A rare sonata written just a few years before its
composer was declared insane has been released for the first time.
Gloucester-born
Ivor Gurney wrote his Violin Sonata in E-Flat Major in 1918 and it has been
archived ever since.
Supporters of
the wartime composer and poet pulled the manuscript from the dark and are now
celebrating its world premiere recording and score release.
The lead
trustee of the Gurney Estate said the release would show that he was "more
than just a song composer".
Ian Venables
added that he hoped it would "add an extra dimension to our
understanding" of the man who lived out his last years in an asylum.
Gurney was only 32 when his mental condition
deteriorated to the point of him being declared insane.
He was committed to Barnwood House Asylum,
Gloucester, and later moved to a hospital in Dartford, Kent, where he remained
until his death in 1937, aged 47.
His musical journey began as a Gloucester Cathedral
chorister and organ student, before he moved on to the Royal College of Music
where his studies were interrupted by a call-up to fight in World War One.
It was while he was serving with the
"Glosters" in France that his passion for writing poetry emerged.
Many regard him as a major poet, but Mr Venables said
Gurney thought of himself "as a composer first and poet second".

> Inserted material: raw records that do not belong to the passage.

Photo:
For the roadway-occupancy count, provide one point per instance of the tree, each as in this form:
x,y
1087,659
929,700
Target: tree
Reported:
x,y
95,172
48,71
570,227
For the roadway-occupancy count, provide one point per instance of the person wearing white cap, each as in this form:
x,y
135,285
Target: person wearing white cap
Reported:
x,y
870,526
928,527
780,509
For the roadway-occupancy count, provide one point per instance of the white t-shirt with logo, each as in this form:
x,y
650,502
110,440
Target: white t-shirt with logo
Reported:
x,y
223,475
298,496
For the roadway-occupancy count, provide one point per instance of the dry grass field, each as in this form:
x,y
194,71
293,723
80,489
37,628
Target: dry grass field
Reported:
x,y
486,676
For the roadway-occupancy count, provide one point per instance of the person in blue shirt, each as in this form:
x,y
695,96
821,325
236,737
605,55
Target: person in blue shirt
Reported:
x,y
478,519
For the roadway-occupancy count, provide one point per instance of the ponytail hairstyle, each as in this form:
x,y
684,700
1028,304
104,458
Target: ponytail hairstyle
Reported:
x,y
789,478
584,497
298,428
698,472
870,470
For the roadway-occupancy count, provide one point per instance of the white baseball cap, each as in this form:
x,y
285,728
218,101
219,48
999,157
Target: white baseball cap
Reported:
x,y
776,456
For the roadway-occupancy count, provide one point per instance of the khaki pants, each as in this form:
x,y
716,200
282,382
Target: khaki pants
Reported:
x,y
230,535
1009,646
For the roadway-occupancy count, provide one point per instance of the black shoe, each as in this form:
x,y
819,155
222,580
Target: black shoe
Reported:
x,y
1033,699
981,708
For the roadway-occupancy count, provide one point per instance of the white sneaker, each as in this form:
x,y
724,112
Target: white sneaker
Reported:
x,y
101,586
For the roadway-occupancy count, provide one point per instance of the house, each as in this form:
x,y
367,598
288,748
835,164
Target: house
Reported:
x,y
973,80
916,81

In total he wrote hundreds of pieces of music but his
Violin Sonata in E-Flat Major was one of only five sonatas he finished, all of
which are stored among 1,347 items in a Gurney
collection at Gloucestershire Archives.
Violinist and musicologist Rupert Marshall-Luck was
invited to study the sonatas, and settled on this one to premiere.
'True
individuality'
After transcribing the original score into a
music-notation program, he worked through it bar-by-bar looking for errors,
deciding how to rectify them, and eventually printing separate violin and piano
parts to be rehearsed and performed.
The work began in 2009, took one year to complete and
was performed in its entirety for the first time at the 2011 English Music
Festival.
That performance was believed to be its first since
it was composed more than 90 years earlier.
Mr Marshall-Luck said the composition indicated
"a composer who was a master craftsman".
"The sweep of the melodic lines, the work's
formal proportions, and, above all, the emotional intensity conveyed bespeaks
an artist of true individuality."
Gurney's Violin Sonata in E-Flat Major is featured on
a CD, called Works for Violin and Piano, released by EM Records.